An example of a particular quantifier is this:
There exists a French person who speaks English without any accent.
Well, the debate that has been raging in the circles of formal philosophy and mathematics for years has revolved around the meta-level question whether this statement is vacuously false because it is impossible for any French person to speak any other language without any accent or materially true because such a person has been identified and universally recognized as being a particular example that proves the validity of the statement. I won't pretend dreaming that I'm that person; that would be unpleasantly arrogant and conceited. However, toying with non-native speakers of English about the mere possibility of this statement being true has value as a conversation starter.
Somewhere in the discussion about Russell's views about the existential quantifier and Russell's example about "Unicorns exist", my computer started playing Léo Ferré's "Avec le temps, tout s'en va..."

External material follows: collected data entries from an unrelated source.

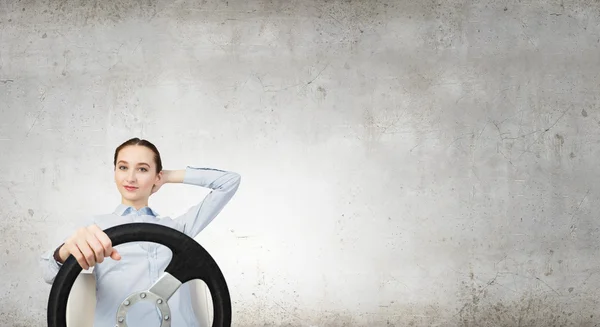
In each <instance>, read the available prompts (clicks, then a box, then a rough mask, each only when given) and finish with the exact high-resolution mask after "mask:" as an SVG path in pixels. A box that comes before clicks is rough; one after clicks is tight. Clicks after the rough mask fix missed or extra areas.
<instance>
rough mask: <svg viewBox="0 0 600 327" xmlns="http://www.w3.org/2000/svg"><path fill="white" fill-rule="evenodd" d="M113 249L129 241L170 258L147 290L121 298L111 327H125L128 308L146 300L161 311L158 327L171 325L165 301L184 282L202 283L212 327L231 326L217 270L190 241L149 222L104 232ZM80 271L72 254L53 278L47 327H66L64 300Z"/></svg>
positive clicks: (170, 315)
mask: <svg viewBox="0 0 600 327" xmlns="http://www.w3.org/2000/svg"><path fill="white" fill-rule="evenodd" d="M104 232H105V233H106V235H107V236H108V237H109V238H110V240H111V241H112V245H113V247H114V246H117V245H119V244H123V243H129V242H154V243H159V244H162V245H164V246H167V247H168V248H169V249H171V251H172V253H173V257H172V259H171V262H170V263H169V265H168V266H167V268H166V269H165V272H164V274H163V275H162V276H161V277H160V278H159V279H158V280H157V281H156V282H155V283H154V284H153V285H152V286H150V287H149V288H148V289H147V290H142V291H139V292H135V293H133V294H131V295H129V296H128V297H127V298H125V299H123V302H122V303H121V305H120V306H119V309H118V310H117V312H116V313H115V327H127V322H126V319H125V318H126V315H127V311H128V309H129V308H130V307H131V306H132V305H133V304H135V303H138V302H142V301H149V302H151V303H154V304H155V305H156V307H157V308H158V310H159V311H160V312H161V319H162V320H161V325H160V326H161V327H169V326H170V325H171V313H170V309H169V305H168V304H167V301H168V300H169V298H170V297H171V296H172V295H173V294H174V293H175V291H177V289H178V288H179V287H180V286H181V285H182V284H183V283H185V282H187V281H190V280H193V279H201V280H203V281H204V282H205V283H206V285H207V286H208V289H209V290H210V294H211V297H212V301H213V308H214V309H213V310H214V311H213V324H212V327H230V326H231V299H230V296H229V289H228V288H227V283H226V281H225V278H224V277H223V274H222V272H221V269H220V268H219V266H218V265H217V263H216V262H215V260H214V259H213V258H212V257H211V256H210V254H209V253H208V252H207V251H206V250H205V249H204V248H203V247H202V246H201V245H200V244H198V242H196V241H195V240H194V239H193V238H191V237H189V236H187V235H185V234H183V233H181V232H179V231H177V230H175V229H173V228H170V227H166V226H162V225H158V224H151V223H129V224H123V225H118V226H115V227H111V228H108V229H106V230H105V231H104ZM81 270H82V268H81V266H80V265H79V263H78V262H77V260H76V259H75V257H73V256H72V255H71V256H69V258H68V259H67V260H66V261H65V263H64V264H63V266H62V267H61V269H60V271H59V272H58V274H57V275H56V278H55V279H54V282H53V283H52V289H51V290H50V296H49V299H48V327H67V319H66V316H67V300H68V298H69V294H70V292H71V288H72V287H73V284H74V283H75V280H76V279H77V276H78V275H79V273H80V272H81Z"/></svg>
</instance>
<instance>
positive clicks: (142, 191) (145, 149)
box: [115, 145, 160, 209]
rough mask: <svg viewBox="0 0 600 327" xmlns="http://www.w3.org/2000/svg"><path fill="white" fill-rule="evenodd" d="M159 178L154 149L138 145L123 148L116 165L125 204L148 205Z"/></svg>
mask: <svg viewBox="0 0 600 327" xmlns="http://www.w3.org/2000/svg"><path fill="white" fill-rule="evenodd" d="M159 179H160V176H159V174H157V172H156V164H155V163H154V152H152V150H150V149H148V148H147V147H145V146H138V145H131V146H127V147H124V148H123V149H121V151H120V152H119V154H118V156H117V163H116V166H115V183H116V184H117V188H118V189H119V193H121V196H122V197H123V202H124V203H125V204H128V205H132V206H134V207H135V208H136V209H139V208H141V207H143V206H146V205H147V204H148V198H149V197H150V195H151V194H152V187H153V186H154V184H155V183H157V182H158V181H159Z"/></svg>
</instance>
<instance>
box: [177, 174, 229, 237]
mask: <svg viewBox="0 0 600 327" xmlns="http://www.w3.org/2000/svg"><path fill="white" fill-rule="evenodd" d="M240 181H241V176H240V175H239V174H237V173H234V172H230V171H224V170H218V169H213V168H196V167H190V166H188V167H186V172H185V177H184V179H183V183H184V184H190V185H196V186H201V187H206V188H210V189H211V191H210V193H209V194H208V195H207V196H206V197H205V198H204V199H203V200H202V201H201V202H200V203H199V204H197V205H195V206H193V207H191V208H190V209H188V211H187V212H186V213H184V214H183V215H181V216H179V217H177V218H176V219H175V222H176V224H177V225H178V227H179V230H181V231H182V232H183V233H184V234H186V235H188V236H190V237H192V238H194V237H196V236H197V235H198V234H199V233H200V232H201V231H202V230H203V229H204V228H206V226H207V225H208V224H209V223H210V222H211V221H213V219H215V217H216V216H217V215H218V214H219V213H220V212H221V211H222V210H223V208H224V207H225V205H226V204H227V203H228V202H229V200H231V198H232V197H233V195H234V194H235V193H236V192H237V190H238V187H239V185H240Z"/></svg>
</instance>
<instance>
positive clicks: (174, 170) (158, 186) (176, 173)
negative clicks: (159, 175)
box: [150, 169, 185, 195]
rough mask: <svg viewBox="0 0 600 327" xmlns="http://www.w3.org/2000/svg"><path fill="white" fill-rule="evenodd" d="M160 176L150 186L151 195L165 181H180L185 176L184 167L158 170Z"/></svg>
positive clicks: (164, 183) (158, 189) (165, 183)
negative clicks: (157, 180) (154, 181)
mask: <svg viewBox="0 0 600 327" xmlns="http://www.w3.org/2000/svg"><path fill="white" fill-rule="evenodd" d="M160 174H161V176H160V178H159V180H158V182H156V184H154V186H153V187H152V193H150V194H151V195H152V194H154V193H156V192H158V190H159V189H160V188H161V187H162V186H163V185H165V184H167V183H182V182H183V179H184V177H185V169H182V170H163V171H161V172H160Z"/></svg>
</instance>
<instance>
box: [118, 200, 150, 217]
mask: <svg viewBox="0 0 600 327" xmlns="http://www.w3.org/2000/svg"><path fill="white" fill-rule="evenodd" d="M114 213H115V214H116V215H118V216H127V215H131V214H134V215H136V214H137V215H138V216H141V215H148V216H154V217H157V216H158V214H157V213H156V212H154V210H152V209H151V208H150V207H142V208H140V210H135V208H134V207H132V206H128V205H125V204H122V203H121V204H119V205H118V206H117V208H116V209H115V211H114Z"/></svg>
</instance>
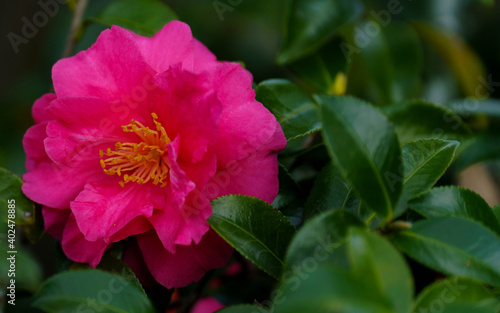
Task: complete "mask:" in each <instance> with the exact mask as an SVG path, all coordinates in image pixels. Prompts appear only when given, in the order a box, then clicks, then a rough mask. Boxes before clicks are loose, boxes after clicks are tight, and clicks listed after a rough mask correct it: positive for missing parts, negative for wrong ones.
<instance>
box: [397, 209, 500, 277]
mask: <svg viewBox="0 0 500 313" xmlns="http://www.w3.org/2000/svg"><path fill="white" fill-rule="evenodd" d="M392 240H393V242H394V243H395V244H396V246H397V247H398V248H399V249H400V250H402V251H404V252H405V253H406V254H408V255H409V256H410V257H411V258H413V259H415V260H417V261H418V262H420V263H422V264H424V265H426V266H427V267H430V268H432V269H434V270H436V271H439V272H442V273H444V274H448V275H455V276H462V277H469V278H473V279H477V280H480V281H483V282H486V283H488V284H491V285H494V286H500V238H499V237H498V236H497V235H496V234H495V233H493V232H491V231H490V230H489V229H487V228H485V227H484V226H482V225H481V224H479V223H478V222H475V221H471V220H466V219H462V218H459V217H452V216H448V217H438V218H432V219H428V220H422V221H419V222H416V223H415V224H413V227H412V228H411V229H409V230H406V231H402V232H400V233H398V234H396V235H394V236H393V238H392Z"/></svg>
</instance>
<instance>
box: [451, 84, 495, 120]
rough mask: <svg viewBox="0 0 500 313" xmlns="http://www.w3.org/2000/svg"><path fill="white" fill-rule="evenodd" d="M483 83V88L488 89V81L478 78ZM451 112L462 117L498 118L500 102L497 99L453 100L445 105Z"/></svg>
mask: <svg viewBox="0 0 500 313" xmlns="http://www.w3.org/2000/svg"><path fill="white" fill-rule="evenodd" d="M479 79H482V80H483V81H481V80H480V81H479V83H482V84H483V85H484V88H485V92H486V88H488V81H486V80H485V79H484V78H482V77H480V78H479ZM447 106H448V107H449V108H450V109H452V110H453V112H455V113H457V114H459V115H460V116H463V117H470V116H472V115H478V114H481V115H487V116H490V117H500V100H497V99H481V100H480V99H475V98H467V99H461V100H455V101H453V102H451V103H449V104H448V105H447Z"/></svg>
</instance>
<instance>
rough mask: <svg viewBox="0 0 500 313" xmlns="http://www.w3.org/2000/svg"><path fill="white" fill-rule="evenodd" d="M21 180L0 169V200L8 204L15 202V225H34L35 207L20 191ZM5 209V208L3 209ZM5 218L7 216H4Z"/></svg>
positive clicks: (29, 200)
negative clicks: (1, 200)
mask: <svg viewBox="0 0 500 313" xmlns="http://www.w3.org/2000/svg"><path fill="white" fill-rule="evenodd" d="M22 183H23V182H22V180H21V179H20V178H19V177H17V176H16V175H15V174H13V173H11V172H10V171H8V170H6V169H4V168H0V199H3V200H5V201H6V202H8V203H11V202H12V201H11V202H9V200H14V201H15V208H16V213H15V219H14V220H15V222H16V224H17V225H28V224H32V223H34V218H33V216H34V213H33V212H34V209H35V206H34V204H33V202H31V200H29V199H28V198H26V196H25V195H24V194H23V192H22V191H21V185H22ZM4 208H5V209H6V208H7V207H4ZM5 217H7V216H5Z"/></svg>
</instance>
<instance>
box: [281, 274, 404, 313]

Léo speaks of the inescapable melancholy due to the inevitability of forgetting feelings and memories about loved ones that make particular quantification about the beauty of love, friendship, tenderness, connectedness and understanding true between lovers. Eventually, all of these feelings and memories will be lost; an absolute truth that I realize is the dual of the fundamental need for particular quantification over things that exist, might have existed, did exist or were believed to have existed. How can we be 100% sure about love?
I am sure of one thing irrespective of any interpretation of particular quantification: Tina taught me how to love someone. Love is something worth living for. I'm surprised that despite centuries of introspection, all of these smart philosophers are remarkably silent on the import of love on questions of particular quantification. If there is one thing that ought resolve this debate, I'd choose love instead of Russell's unicorns.